In advance of the Captain’s Vancouver visit—she’ll play the Commodore on Tuesday (May 22)—the Georgia Straight called Michelle Shocked in Philadelphia, where she was supervising a soundcheck and chewing on a bagel. “The decadent rock and roll lifestyle,” she calls it.

Shocked’s voice is pleasant and unexpectedly soft, considering the lusty vigour it can achieve on “If Love Was a Train,” from Short Sharp Shocked, or “Must Be luff,” from Captain Swing. Her East Texas drawl is mild and amused, smoothed out by three years on the road all over the world.

“I remember the first time I was [in Vancouver]. I played at the folk festival. I was real impressed with the way that was set up. So many countries, and the workshops—it was a wonderful chance to show the different sides of the music.”

That particular tour had been solo, a woman alone with her trusty guitar. Now aided by Jeff Donovan’s drums, Skip Edwards’ keyboards, Lee Thornburg’s trumpet, Jeff Pollock’s sax, John Graham’s guitar, and Taras Produniak’s bass, Michelle has been on tour since April 5, beginning in Houston.

That city reminds me of a thought I’d had while listening to the new record: Michelle started out with comparisons, valid or not, to Phranc and Suzanne Vega, both neo-folkies with little or no hair.
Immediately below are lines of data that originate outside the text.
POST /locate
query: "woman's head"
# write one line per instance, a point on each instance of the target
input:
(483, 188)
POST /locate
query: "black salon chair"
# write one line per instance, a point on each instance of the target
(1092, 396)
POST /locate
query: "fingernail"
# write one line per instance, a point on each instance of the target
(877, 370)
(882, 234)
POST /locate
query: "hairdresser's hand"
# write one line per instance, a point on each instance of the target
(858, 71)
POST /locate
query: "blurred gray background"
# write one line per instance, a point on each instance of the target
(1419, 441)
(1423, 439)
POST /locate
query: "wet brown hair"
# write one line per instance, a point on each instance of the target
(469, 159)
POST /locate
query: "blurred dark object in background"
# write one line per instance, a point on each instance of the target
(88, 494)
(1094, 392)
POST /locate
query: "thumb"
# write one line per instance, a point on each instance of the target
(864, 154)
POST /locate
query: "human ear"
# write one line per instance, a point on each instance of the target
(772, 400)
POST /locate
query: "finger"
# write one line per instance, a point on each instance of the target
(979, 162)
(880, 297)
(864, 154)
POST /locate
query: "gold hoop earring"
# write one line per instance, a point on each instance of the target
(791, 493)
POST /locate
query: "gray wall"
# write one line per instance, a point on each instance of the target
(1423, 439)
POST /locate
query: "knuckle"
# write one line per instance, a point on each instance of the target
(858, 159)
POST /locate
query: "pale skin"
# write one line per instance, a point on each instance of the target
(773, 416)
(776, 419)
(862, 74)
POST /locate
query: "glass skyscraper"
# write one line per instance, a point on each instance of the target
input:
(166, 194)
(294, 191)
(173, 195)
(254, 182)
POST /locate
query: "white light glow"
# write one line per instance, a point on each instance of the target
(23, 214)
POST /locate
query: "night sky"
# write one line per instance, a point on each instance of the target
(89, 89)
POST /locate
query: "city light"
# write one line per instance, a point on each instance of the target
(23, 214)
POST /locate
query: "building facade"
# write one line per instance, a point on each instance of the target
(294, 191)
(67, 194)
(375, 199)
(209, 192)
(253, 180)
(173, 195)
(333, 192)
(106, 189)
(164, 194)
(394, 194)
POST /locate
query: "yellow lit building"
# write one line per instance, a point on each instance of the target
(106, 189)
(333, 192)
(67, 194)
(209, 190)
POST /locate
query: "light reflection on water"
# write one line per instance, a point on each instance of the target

But Captain Swing has more in common with roots acts like Angela Strehli or Marcia Ball, really gutsy Southern women with good lungs.

The Captain chuckles, “I enjoy those kinds of comparisons a lot more, because I think they’re being more accurate to the spirit of the music. Whereas the comparison to Phranc or Suzanne Vega was an attempt to sublimate the music to a category based on image.”

Her true musical compatriots are Louis Jordan and Professor Longhair. Or, more contemporaneously, k.d. lang and Lyle Lovett. In Shocked’s opinion, the success of these anti-fashion artists “debunks a lot of the conventional wisdom about marketing and style and so forth. I tend to believe that if you’re doing music that you believe in and love, then it’s going to be worth it.”

In terms of material worth, Shocked has been asked to, among other things, endorse Budweiser and sell her life story to a Hollywood producer.

Life is hectic enough, though. Recently, Shocked taped a show for National Public Radio in New York. She left her guitar in a cab. In a panic, she called the taxi company, and contacted the driver’s roommate. After much tense phoning around, the driver gave the guitar up, and may get a song written for him. “As a matter of fact, we named the guitar “Bad Penny” after that, because it came back. And that sounds like a good song to me.”

More seriously, Michelle acknowledges that in her short career she has “gone through lots of changes,” some of them surprising. “I really thought that the whole point to the exercise was starting out with a pre-conception and sticking to it no matter what I learned. And, unfortunately, I’ve tried to take the good, [and] leave the rest. It accounts for some changes in my attitude. For example, when I started out, I thought that this was really an opportunity to present my political agenda because I had the musical platform.”

But now?

“I tell ya, my general rule of thumb is that when anyone puts themselves into the role of spokesman, and says, ‘I have to raise people’s consciousness about that, and that alone is worth the effort,’ I tend to be really cynical, because my attitude is that by and large people know what the problem is. What they lack are the resources, the wherewithal, the tools for having any kind of effective change.”

Michelle Shocked laughs when I suggest that she has all the musical tools she’ll ever need. “I’ve just shied so far away from believing that because I’m a left wing radical that I’m the good guy. I just don’t wanna touch that tar-baby; it’s just too close to the truth of what I learned growing up, you know, raised as a fundamentalist with God on your side.”